* * *
Я помню эту странную тишину, которая наступила в доме, когда умерла мама. Мама умерла в больнице, но до того, как мне позвонили и сказали, дом был наполнен разными звуками. Кричала на детей соседка, капала вода на кухне, громко включался холодильник, скрипело окно, которое я никак не могла плотно закрыть. А потом как будто заложило уши. А когда отложило – звуков больше не было. Потом это прошло. Через месяц или два, когда наступила совсем другая жизнь.
Я помню, как приходил папа, и на похороны, и после похорон. Он пытался меня обнимать и несколько раз путано объяснял, что теперь мне лучше жить у него, но жить негде. И что он никогда меня не бросит и всегда будет помогать. Что в детском доме мне будет одиноко, но там мне будет очень хорошо, потому что я поеду за город и буду там всегда жить, пока мне не исполнится пятнадцать лет.
Я это помню, но иногда мне кажется, что этого никогда не было. Что ничего не было до того, как я попала в детский дом. Мне трудно теперь поверить, что у меня была своя комната, даже с балконом, что меня кто-то любил. Я помню маму, но не очень четко. Я привыкла разговаривать с ее фотографией – молча, про себя, и мне кажется, что она всегда была такой, как на этой фотографии, – в голубом платье, смеющейся, с легким шарфиком вокруг шеи.
Наверно, мама знала, что она должна умереть. Я помню, что перед тем, как ее забрали в больницу, она мне почему-то сказала: «Если со мной что случится, обещай мне, что ты будешь хорошо учиться, будешь, несмотря ни на что, хорошей девочкой. Обещаешь?» Мне было десять лет, я училась в школе отлично, я не могла понять, почему мама вдруг говорит о таком. Не знаю, что я ей ответила, наверно, пообещала. Потом я часто вспоминала эти ее слова. Она взяла с меня слово, которое сдержать оказалось не так просто.

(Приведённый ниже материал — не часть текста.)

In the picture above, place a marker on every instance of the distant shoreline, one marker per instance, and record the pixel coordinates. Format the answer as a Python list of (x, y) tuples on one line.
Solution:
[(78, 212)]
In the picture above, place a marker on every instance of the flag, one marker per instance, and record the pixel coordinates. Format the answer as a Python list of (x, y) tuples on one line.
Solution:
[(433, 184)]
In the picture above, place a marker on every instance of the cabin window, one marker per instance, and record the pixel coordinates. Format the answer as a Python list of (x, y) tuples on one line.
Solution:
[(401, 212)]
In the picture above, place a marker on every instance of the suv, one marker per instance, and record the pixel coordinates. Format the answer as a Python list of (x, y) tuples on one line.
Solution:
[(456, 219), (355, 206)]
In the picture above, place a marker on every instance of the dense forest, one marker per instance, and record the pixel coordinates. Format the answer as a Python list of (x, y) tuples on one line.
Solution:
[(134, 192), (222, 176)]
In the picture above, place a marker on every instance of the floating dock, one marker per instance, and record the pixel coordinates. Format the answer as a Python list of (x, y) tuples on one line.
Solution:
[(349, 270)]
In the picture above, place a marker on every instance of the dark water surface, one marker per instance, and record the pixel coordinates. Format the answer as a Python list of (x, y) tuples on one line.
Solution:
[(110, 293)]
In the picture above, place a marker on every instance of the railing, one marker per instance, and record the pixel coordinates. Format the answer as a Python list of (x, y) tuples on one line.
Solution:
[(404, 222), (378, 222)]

– Брусникина, ты долго еще? – в комнату заглянула Лерка. – Тебя ждем.
– Я не пойду, я устала.
– Деньги тогда давай, куплю тебе чего-нибудь.
– У меня нет денег.
– Тебе что, отец не прислал?
Лерка подошла, сунула нос в мою сумку, которая стояла на тумбочке. Я могла ее оттолкнуть, мне это ничего не стоило, но я не стала связываться, лишь пожала плечами.

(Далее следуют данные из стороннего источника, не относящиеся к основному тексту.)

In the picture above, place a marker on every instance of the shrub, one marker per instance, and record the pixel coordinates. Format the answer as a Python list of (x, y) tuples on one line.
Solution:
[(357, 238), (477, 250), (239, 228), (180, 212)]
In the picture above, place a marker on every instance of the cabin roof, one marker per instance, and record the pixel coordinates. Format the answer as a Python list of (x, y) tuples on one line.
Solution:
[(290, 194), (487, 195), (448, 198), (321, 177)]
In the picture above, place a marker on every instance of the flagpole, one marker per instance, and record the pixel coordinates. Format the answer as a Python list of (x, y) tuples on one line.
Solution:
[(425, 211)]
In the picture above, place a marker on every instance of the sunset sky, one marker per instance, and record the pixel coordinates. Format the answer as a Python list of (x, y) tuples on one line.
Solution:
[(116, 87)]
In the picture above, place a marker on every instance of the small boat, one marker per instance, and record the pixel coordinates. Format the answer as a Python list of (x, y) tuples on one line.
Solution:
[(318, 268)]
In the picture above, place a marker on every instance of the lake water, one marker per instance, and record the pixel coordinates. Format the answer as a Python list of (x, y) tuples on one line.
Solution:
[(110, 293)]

Я знала, что Лерка может полезть искать деньги, когда никого нет – например, все уедут в школу, а она скажется больной. Остановить ее может только страх. Например, если сейчас дать ей в лоб, но ничего хорошего из этого не будет. Затаится и станет мстить.

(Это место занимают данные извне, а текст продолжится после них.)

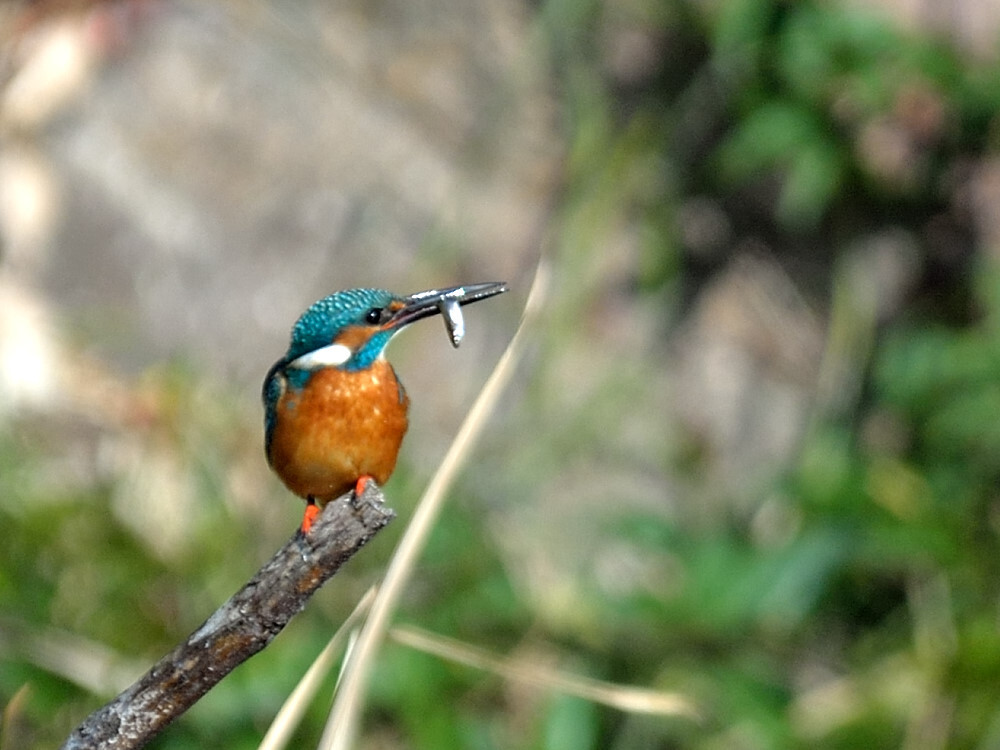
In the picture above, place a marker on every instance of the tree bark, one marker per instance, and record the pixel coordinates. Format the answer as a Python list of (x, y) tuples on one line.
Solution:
[(239, 628)]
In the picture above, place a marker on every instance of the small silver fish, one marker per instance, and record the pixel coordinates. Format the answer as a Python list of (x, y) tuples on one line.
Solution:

– Что, ему денег на тебя жалко? – Она не уходила, стояла около меня, раскачиваясь на носках и надеясь, что я ей копеечку все же дам.
– Не жалко, хотя не знаю. Может, и жалко. Я его плохо знаю. Он зато конфеты привозил, ты помнишь? Огромную коробку. И духи.
Лерка вздохнула:
– Ну ясно, денег не дашь. Можно брызнуться духами?
Я кивнула:
– Брызнись. Только не удивляйся тогда, если Веселухин за тобой будет увиваться всю дорогу.
– Я не про-отив… – глупо засмеялась Лерка, но духи все же поставила на место. – Ладно. Жалко, что ты с нами не идешь.
– Мне алгебру делать нужно. Очень сложная тема. Одну задачу решали весь урок и не решили.